VDH is a deep thinker and meticulous observer; I heed his words. Like when he puts the pox of Judas upon the entire of Kerry-supporting Frankreich:

Things are no less humiliating — or dangerous — in France. Thousands of unassimilated Muslims mock French society. Yet their fury shapes its foreign policy to the degree that Jacques Chirac sent a government plane to sweep up a dying Arafat. But then what do we expect from a country that enriched Hamas, let Mrs. Arafat spend her husband's embezzled millions under its nose, gave Khomeini the sanctuary needed to destroy Iran, sold a nuclear reactor to Saddam, is at the heart of the Oil-for-Food scandal, and revs up the Muslim world against the United States?

These islamists...what a deck of cards they are. What IS this picture we are staring at and into? I am confused to the depths. All of these people (obviously) ran away from something...we can only surmise that it was misery incarnate. They ran away to the west...to that great Satan and enemy of Allah. From cultural misery to license and liberty...but these people couldn't let go of the dark side.

It is almost as if the killers in Amsterdam said, "I want your cell phones, unfettered Internet access, and free-spirited girls, but hate the very system that alone can create them all. So please let me stay here to destroy what I want."

. . . .

Europe is also trapped in its own utopian race/class/gender rhetoric. It cannot openly question the wisdom of making the "other" coequal to itself, since one does not by any abstract standard judge, much less censure, customs, religions, or values.

I can't write --unfettered-- with curse words, but I want to insert them here for response, in the very same way these people strike at Western civilization. I am not the most eclectic of individuals, nor the most erudite, but I have been around long enough to draw a very firm conclusion with regards to western civ. It's the best that's ever been...its very weakness is its greatest intellectual strength...but when it gets down to the nut-cutting...rhetoric is a limp weapon indeed. Europe is awash in rhetoric, as is blue America.

We have three distinct traditions here in the West, according to James Kurth: (1) the classical culture of Greece and Rome (i.e., liberty and law); (2) the Christian religion (separation of powers); and (3) the Enlightenment of the modern era (liberal democracy, free market, reason and science). Which of these three (or any combination thereof) have you heard the Mullahs espouse recently?

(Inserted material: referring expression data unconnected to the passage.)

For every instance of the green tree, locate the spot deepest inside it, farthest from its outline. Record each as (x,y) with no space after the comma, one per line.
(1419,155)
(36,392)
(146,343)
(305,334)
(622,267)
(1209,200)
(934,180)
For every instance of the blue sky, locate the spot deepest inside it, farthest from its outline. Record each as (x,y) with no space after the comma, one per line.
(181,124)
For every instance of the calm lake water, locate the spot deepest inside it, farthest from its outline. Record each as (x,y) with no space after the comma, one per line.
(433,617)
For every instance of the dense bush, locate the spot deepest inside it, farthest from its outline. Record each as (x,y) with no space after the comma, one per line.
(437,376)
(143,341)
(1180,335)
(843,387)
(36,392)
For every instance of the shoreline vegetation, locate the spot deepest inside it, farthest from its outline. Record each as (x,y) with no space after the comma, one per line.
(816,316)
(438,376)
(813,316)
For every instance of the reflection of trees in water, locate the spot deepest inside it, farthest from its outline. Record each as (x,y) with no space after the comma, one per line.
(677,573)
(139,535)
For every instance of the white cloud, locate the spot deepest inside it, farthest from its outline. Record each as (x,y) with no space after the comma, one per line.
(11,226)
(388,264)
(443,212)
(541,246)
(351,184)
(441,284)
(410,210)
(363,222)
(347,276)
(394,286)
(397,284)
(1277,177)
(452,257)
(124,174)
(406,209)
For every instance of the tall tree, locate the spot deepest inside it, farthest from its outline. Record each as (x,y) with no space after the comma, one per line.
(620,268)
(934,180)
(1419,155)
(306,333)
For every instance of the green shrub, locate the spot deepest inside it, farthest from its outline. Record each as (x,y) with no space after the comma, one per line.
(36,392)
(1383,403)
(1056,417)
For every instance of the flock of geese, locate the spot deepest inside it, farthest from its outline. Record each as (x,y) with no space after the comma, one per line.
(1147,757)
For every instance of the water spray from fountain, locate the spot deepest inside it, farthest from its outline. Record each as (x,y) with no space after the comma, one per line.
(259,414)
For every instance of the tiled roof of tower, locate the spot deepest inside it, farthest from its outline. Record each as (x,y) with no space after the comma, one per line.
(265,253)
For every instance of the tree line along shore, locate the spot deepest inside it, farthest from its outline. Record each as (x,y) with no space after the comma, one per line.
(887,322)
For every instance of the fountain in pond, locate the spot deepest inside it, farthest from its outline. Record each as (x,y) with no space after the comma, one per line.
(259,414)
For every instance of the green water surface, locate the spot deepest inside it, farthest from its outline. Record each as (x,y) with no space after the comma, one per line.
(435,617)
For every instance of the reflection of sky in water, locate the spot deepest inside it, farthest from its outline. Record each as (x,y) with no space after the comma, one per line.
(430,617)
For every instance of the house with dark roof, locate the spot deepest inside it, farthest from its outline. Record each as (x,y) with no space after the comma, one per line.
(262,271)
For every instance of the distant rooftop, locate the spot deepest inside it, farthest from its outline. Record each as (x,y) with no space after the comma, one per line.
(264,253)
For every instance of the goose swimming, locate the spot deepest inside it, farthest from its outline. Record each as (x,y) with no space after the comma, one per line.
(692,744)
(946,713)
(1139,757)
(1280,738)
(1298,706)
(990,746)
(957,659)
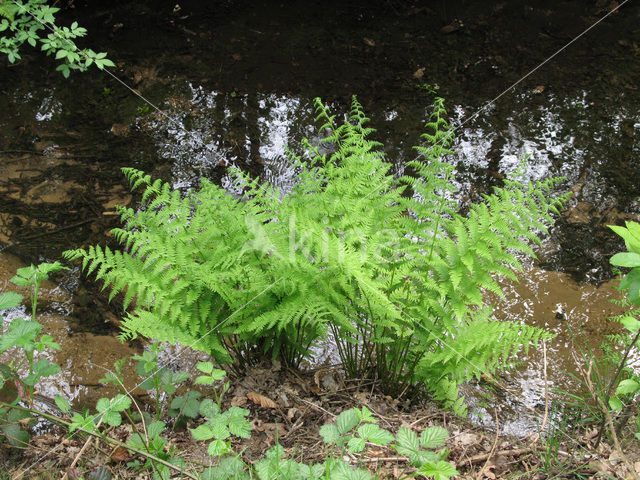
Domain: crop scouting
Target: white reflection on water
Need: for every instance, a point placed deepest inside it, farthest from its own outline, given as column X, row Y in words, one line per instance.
column 552, row 131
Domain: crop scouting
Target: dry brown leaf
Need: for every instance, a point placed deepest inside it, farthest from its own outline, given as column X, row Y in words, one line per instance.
column 261, row 400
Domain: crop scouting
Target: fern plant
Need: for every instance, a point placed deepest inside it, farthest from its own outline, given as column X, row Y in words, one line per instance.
column 383, row 263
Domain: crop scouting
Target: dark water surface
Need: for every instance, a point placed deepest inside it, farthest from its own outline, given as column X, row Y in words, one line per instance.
column 235, row 82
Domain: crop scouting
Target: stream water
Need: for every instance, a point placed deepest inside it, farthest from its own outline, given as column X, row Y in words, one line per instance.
column 235, row 83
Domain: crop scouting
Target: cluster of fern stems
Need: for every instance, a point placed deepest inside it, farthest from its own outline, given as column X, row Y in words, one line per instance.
column 385, row 265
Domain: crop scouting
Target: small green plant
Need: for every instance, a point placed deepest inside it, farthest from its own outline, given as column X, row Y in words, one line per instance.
column 157, row 378
column 22, row 21
column 626, row 381
column 385, row 264
column 23, row 336
column 355, row 429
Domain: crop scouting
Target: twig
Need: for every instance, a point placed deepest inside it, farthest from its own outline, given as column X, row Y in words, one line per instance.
column 545, row 418
column 482, row 457
column 77, row 458
column 102, row 437
column 318, row 407
column 493, row 448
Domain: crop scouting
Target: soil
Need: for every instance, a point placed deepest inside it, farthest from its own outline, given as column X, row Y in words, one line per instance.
column 223, row 68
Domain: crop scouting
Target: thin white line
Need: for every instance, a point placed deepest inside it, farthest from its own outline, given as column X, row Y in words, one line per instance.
column 452, row 130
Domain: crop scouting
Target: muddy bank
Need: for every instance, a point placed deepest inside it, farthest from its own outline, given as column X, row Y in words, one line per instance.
column 235, row 82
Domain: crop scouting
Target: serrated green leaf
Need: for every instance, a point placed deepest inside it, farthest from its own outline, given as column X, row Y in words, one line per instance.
column 433, row 437
column 441, row 470
column 202, row 432
column 407, row 441
column 205, row 367
column 356, row 445
column 208, row 408
column 374, row 434
column 112, row 418
column 346, row 421
column 627, row 386
column 240, row 426
column 120, row 402
column 218, row 448
column 630, row 323
column 10, row 300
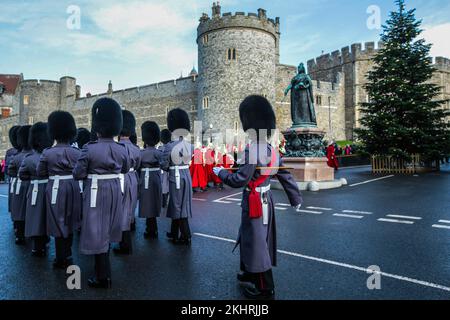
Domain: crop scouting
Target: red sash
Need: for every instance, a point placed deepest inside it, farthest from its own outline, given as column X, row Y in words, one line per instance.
column 254, row 198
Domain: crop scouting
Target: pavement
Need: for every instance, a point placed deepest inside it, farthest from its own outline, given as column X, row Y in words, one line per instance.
column 401, row 224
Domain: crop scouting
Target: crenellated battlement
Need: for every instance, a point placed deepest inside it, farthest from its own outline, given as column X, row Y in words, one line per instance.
column 348, row 54
column 238, row 19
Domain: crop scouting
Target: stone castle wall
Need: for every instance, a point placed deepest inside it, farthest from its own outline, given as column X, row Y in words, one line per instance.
column 38, row 98
column 5, row 125
column 148, row 103
column 225, row 82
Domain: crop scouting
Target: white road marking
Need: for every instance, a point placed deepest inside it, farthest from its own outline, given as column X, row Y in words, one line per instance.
column 359, row 212
column 440, row 226
column 223, row 199
column 396, row 221
column 372, row 180
column 319, row 208
column 403, row 217
column 309, row 211
column 345, row 265
column 348, row 216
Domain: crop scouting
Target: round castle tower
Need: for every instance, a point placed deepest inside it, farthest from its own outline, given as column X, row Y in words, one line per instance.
column 237, row 57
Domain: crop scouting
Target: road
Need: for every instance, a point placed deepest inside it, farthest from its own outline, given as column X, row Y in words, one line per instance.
column 400, row 224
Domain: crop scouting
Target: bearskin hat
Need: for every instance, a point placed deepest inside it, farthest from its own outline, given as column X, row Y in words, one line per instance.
column 39, row 138
column 166, row 136
column 61, row 126
column 13, row 136
column 22, row 137
column 150, row 133
column 83, row 137
column 257, row 113
column 129, row 124
column 133, row 139
column 107, row 118
column 178, row 119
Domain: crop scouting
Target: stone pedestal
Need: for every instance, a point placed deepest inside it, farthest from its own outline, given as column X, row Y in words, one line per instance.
column 305, row 154
column 309, row 169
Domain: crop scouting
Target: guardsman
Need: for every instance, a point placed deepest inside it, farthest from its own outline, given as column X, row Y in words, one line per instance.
column 150, row 186
column 83, row 137
column 166, row 137
column 63, row 193
column 130, row 197
column 18, row 205
column 36, row 212
column 102, row 165
column 175, row 160
column 257, row 234
column 10, row 153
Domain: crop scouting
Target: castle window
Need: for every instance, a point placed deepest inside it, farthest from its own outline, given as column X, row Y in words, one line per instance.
column 205, row 103
column 319, row 100
column 232, row 54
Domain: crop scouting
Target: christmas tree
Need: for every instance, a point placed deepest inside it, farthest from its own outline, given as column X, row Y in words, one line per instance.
column 404, row 115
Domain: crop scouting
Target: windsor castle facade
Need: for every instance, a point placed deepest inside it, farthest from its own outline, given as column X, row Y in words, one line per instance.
column 238, row 55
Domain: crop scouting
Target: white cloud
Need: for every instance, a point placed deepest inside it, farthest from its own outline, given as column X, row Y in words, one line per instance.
column 131, row 19
column 439, row 36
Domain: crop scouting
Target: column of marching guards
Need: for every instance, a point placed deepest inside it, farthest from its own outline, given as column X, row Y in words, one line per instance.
column 64, row 180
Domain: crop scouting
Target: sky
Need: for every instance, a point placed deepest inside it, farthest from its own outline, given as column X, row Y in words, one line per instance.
column 138, row 42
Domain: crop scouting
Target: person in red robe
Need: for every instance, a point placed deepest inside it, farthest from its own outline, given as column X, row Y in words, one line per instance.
column 209, row 161
column 198, row 175
column 332, row 160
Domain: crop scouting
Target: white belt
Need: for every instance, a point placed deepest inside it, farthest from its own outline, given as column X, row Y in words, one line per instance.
column 94, row 184
column 35, row 190
column 18, row 185
column 147, row 175
column 55, row 187
column 265, row 205
column 11, row 184
column 177, row 174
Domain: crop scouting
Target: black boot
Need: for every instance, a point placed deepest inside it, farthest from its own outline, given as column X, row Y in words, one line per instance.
column 62, row 264
column 122, row 250
column 152, row 235
column 39, row 253
column 99, row 284
column 255, row 294
column 181, row 241
column 20, row 241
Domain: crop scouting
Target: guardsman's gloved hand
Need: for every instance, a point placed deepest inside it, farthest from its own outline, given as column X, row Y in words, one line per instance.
column 216, row 170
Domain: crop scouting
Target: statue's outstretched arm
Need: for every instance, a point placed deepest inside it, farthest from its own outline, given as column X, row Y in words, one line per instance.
column 288, row 89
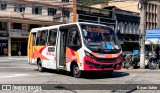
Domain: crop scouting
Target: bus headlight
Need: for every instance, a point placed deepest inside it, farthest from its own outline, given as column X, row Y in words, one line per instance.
column 90, row 55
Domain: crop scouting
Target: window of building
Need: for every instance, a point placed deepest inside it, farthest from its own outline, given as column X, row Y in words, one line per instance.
column 17, row 27
column 31, row 26
column 52, row 11
column 52, row 37
column 65, row 13
column 74, row 39
column 37, row 10
column 19, row 8
column 3, row 5
column 41, row 39
column 3, row 26
column 65, row 0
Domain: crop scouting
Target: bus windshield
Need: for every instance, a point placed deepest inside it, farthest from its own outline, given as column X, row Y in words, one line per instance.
column 101, row 38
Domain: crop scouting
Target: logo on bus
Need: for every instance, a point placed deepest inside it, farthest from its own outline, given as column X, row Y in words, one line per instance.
column 50, row 53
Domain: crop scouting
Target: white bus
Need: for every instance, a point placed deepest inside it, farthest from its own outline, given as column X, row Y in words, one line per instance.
column 75, row 47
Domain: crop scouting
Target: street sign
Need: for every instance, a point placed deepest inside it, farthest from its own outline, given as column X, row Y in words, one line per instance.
column 153, row 33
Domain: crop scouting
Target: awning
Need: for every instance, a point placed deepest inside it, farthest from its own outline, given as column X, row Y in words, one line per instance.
column 152, row 36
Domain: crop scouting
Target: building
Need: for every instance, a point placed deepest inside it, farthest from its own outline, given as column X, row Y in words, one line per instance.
column 153, row 15
column 152, row 10
column 18, row 17
column 96, row 15
column 127, row 27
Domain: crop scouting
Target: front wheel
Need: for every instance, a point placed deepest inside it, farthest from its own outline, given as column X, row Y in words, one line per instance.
column 152, row 64
column 76, row 72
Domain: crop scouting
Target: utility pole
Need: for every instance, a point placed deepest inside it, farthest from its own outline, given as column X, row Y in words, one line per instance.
column 143, row 32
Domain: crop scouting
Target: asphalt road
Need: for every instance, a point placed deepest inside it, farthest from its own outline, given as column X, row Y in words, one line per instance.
column 17, row 71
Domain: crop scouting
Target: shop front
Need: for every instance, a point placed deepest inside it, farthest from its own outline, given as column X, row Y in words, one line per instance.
column 3, row 47
column 3, row 39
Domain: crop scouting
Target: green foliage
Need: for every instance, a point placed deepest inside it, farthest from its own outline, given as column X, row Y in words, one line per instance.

But gut-check time is coming for Europe, with its own rising unassimilated immigrant populations, rogue mosques entirely bent on destroying the West, declining birth rate and rising entitlements, the Turkish question, and a foreign policy whose appeasement of Arab regimes won it only a brief lull and plenty of humiliation. The radical Muslim world of the madrassas hates the United States because it is liberal and powerful; but it utterly despises Europe because it is even more liberal and far weaker, earning the continent not fear, but contempt.

The real question is whether there is any Demosthenes left in Europe, who will soberly but firmly demand assimilation and integration of all immigrants, an end to mosque radicalism, even-handedness in the Middle East, no more subsidies to terrorists like Hamas, a toughness rather than opportunist profiteering with the likes of Assad and the Iranian theocracy — and make it clear that states that aid and abet terrorists in Europe due so to their great peril.

So will the old Ents awaken, or will they slumber on, muttering nonsense to themselves, lost in past grandeur and utterly clueless about the dangers on their borders?

Stay tuned — it is one of the most fascinating sagas of our time
.

As my new-found friend, Politickal Animal, said the other day: "Even so, in the larger world the shadow is lengthening, just as it did in Middle Earth (one of my fav metaphors for the challenge of evil before us)."

Radical Islam must be tempered. If we are to see an end to this madness within our lifetimes, the force from without this sickness (i.e., the West's) will not be enough. Islamists adhering to the highest tenants of their belief must force positive change from within.